Gençlik olmadan hiçbir şey düzelmez! Genç insan, bütün bu kurum ve kuruluşların yeniden dizayn edilmesinde baş aktör olabilir. O yüzden kurum ve kuruluşlar kendilerine göre bir gençlik planlaması yapıyorlar. Çünkü gelecek onlarındır. Ve insan kendi geleceğini kimsenin eline bırakmamalıdır. Genç insan ahlaki değerler ve cesaretle maruf olmalı, çıkar, faydacı veya siyasi hedefler peşinde koşmayı aşan kişidir. Tam tersi bütün bunları yeniden doğru zemine taşıyacak cehdi ve çabayı göstermekten imtina etmeyenler gençlerdir.

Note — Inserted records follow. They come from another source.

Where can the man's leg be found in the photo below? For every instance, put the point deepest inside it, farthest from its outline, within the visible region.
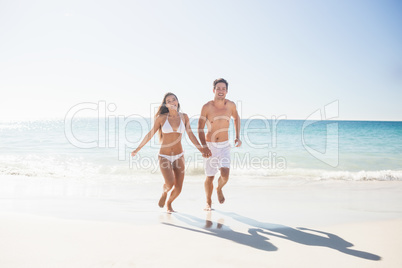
(209, 187)
(223, 179)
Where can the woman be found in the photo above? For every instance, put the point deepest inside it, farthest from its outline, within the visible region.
(171, 125)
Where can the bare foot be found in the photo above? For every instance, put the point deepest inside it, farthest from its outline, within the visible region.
(221, 198)
(208, 207)
(170, 209)
(162, 200)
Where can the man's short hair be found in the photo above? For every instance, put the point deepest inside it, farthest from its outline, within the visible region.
(221, 80)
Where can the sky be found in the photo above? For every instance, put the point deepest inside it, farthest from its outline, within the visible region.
(281, 58)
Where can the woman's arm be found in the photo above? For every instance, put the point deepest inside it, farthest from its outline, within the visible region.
(148, 137)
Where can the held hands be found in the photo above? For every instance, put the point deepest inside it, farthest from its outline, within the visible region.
(134, 153)
(237, 142)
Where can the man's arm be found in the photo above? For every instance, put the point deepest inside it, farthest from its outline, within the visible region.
(201, 124)
(201, 134)
(236, 118)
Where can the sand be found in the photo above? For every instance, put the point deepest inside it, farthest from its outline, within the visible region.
(280, 223)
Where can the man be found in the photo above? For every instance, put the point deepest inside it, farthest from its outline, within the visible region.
(216, 114)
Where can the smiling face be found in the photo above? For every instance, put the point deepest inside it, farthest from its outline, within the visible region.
(220, 90)
(172, 102)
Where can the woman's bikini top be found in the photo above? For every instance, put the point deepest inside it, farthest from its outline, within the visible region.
(167, 128)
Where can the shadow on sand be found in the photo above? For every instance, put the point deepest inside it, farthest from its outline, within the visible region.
(258, 235)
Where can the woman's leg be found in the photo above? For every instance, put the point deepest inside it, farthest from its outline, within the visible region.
(178, 170)
(168, 175)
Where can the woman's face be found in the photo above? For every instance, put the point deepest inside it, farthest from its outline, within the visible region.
(172, 102)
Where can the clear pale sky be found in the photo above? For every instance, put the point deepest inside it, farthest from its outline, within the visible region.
(280, 57)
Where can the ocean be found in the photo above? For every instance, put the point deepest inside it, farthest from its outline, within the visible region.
(99, 149)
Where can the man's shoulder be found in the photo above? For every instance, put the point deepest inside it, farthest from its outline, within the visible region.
(208, 104)
(230, 103)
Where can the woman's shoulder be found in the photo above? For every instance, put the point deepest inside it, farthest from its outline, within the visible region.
(184, 115)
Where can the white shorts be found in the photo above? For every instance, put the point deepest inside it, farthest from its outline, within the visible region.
(220, 157)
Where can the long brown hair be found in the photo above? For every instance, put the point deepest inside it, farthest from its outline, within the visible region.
(164, 110)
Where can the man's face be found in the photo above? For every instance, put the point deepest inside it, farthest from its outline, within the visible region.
(220, 90)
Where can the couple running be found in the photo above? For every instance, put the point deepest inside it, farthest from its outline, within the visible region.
(215, 147)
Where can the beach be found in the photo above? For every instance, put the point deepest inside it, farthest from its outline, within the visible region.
(265, 223)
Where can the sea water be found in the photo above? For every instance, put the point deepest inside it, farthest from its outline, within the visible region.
(99, 149)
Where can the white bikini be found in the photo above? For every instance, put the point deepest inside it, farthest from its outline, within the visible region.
(166, 129)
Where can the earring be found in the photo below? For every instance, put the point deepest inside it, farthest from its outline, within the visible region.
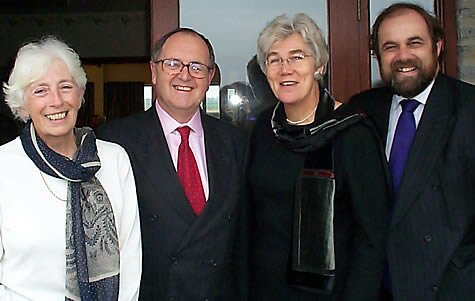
(317, 75)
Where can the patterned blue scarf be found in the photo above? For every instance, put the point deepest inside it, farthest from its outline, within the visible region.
(92, 246)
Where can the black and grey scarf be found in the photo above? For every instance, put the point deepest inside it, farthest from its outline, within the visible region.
(92, 246)
(306, 138)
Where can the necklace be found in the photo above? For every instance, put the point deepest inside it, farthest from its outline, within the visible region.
(49, 188)
(302, 120)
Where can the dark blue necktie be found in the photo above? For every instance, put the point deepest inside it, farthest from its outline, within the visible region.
(405, 132)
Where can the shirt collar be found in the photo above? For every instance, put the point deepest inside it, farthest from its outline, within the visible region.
(169, 124)
(421, 97)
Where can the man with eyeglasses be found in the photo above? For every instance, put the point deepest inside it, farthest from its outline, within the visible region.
(189, 170)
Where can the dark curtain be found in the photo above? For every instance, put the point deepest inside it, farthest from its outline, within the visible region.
(122, 99)
(86, 112)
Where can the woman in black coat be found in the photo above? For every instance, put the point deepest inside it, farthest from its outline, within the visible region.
(318, 191)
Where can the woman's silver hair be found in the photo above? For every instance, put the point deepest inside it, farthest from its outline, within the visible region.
(282, 27)
(32, 63)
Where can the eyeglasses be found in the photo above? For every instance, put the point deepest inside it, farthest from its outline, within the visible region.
(175, 66)
(274, 62)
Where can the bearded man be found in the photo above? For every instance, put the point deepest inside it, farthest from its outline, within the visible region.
(425, 121)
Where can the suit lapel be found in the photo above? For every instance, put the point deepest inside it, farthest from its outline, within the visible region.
(160, 172)
(431, 137)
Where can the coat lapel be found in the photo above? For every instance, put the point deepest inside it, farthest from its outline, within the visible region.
(431, 137)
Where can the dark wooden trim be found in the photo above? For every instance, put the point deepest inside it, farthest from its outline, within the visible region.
(164, 16)
(348, 40)
(447, 12)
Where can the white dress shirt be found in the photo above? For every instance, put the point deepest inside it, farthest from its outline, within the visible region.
(196, 141)
(396, 110)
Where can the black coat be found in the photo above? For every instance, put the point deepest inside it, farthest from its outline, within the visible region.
(360, 206)
(187, 257)
(431, 240)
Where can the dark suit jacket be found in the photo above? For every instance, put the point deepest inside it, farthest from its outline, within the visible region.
(431, 240)
(187, 257)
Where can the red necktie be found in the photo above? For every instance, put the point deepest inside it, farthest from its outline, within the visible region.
(188, 173)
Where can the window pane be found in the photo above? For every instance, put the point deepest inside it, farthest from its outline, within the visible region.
(233, 27)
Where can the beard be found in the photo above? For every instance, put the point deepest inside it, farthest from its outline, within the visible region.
(410, 86)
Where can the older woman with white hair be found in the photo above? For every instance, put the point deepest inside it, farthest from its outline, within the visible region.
(69, 224)
(316, 177)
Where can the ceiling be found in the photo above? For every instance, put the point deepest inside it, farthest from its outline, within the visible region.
(71, 6)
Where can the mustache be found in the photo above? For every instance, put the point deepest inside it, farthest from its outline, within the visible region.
(406, 63)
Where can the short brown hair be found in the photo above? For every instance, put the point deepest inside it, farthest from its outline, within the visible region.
(435, 28)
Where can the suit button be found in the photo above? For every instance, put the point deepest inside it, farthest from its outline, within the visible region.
(213, 263)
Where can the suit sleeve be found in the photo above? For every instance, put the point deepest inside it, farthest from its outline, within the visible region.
(363, 162)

Suriye meselesi bütün bu olup bitenlerin yeniden değerlendirilmesini tazammun ediyor. Orada öldürülen her genç yeniden bir silkiniş ve dirilişin muştusu olmalı ki akıtılan kan heder olmasın! Müslüman gencin iki sorumluluğu var: İçeriye dönük eleştirel tutumu vazgeçilmez kılması ve dışa dönük hareketliliği her türlü siyasi stratejik ve taktik durumların ötesine taşımasıdır…

Müslümanların birlik, beraberliği ve ümmetin temel bir değer olarak konumlandırılması, her türlü çatışma ve ayrışma araçlarının yok edilmesi Müslüman gençlerin kendi varlıklarının bilincine ermesiyle ilişkilidir…

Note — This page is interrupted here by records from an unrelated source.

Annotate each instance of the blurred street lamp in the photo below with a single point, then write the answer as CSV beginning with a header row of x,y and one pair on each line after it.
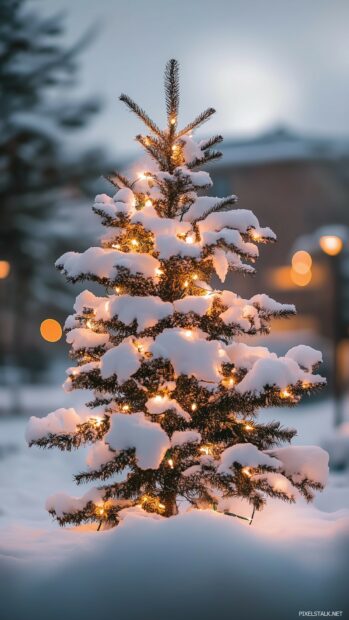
x,y
331,244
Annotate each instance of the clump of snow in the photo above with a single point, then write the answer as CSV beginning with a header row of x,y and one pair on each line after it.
x,y
61,421
247,455
135,431
198,304
122,361
190,354
278,483
244,356
303,462
63,504
270,306
336,443
103,263
280,372
179,438
305,356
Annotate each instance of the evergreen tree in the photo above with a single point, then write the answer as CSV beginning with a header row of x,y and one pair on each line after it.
x,y
176,395
38,113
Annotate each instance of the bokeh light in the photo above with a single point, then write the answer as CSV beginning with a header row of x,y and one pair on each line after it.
x,y
301,262
50,330
4,269
301,279
331,244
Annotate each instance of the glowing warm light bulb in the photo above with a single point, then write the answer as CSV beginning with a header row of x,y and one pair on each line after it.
x,y
4,269
301,262
331,244
205,450
285,394
50,330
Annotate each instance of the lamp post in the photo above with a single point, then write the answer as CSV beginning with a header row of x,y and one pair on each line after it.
x,y
332,246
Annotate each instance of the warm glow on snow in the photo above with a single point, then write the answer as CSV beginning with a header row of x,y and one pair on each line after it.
x,y
50,330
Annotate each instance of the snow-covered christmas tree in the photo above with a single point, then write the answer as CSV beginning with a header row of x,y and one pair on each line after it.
x,y
175,394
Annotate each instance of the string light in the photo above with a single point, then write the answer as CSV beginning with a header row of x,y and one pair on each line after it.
x,y
255,235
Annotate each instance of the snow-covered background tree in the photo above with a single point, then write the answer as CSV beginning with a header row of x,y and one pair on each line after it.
x,y
175,394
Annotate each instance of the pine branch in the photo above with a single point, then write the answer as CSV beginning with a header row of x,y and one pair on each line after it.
x,y
199,120
219,206
172,90
134,107
211,142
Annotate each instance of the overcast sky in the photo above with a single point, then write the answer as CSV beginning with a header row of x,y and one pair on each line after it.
x,y
258,62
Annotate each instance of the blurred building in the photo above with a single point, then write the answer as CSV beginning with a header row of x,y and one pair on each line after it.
x,y
294,184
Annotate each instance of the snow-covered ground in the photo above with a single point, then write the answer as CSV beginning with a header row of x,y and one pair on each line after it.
x,y
198,565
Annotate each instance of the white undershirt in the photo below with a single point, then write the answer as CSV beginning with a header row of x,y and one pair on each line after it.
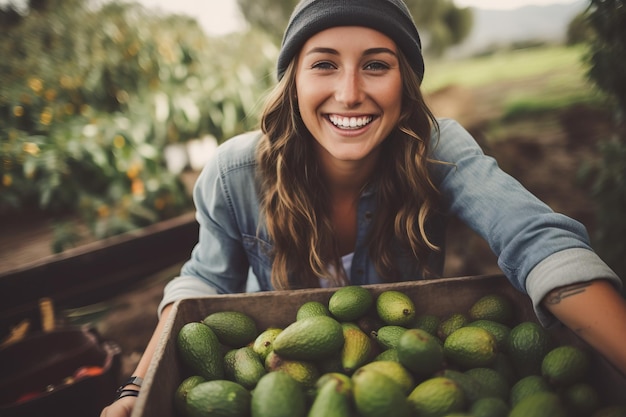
x,y
346,262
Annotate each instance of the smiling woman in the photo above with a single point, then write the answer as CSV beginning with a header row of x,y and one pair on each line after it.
x,y
350,180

Kralın çıplak olduğunu ancak bir çocuk söyleyebilir. O yüzden çocukluklarına sahip çıkan bir gençlik yolun işaret taşlarını yeniden koyabilir… Diğer bütün Müslüman kurum ve kuruluşlara düşen de bu gençlerin varlıklarının tezahür edebilmesinin imkânını oluşturmaktır...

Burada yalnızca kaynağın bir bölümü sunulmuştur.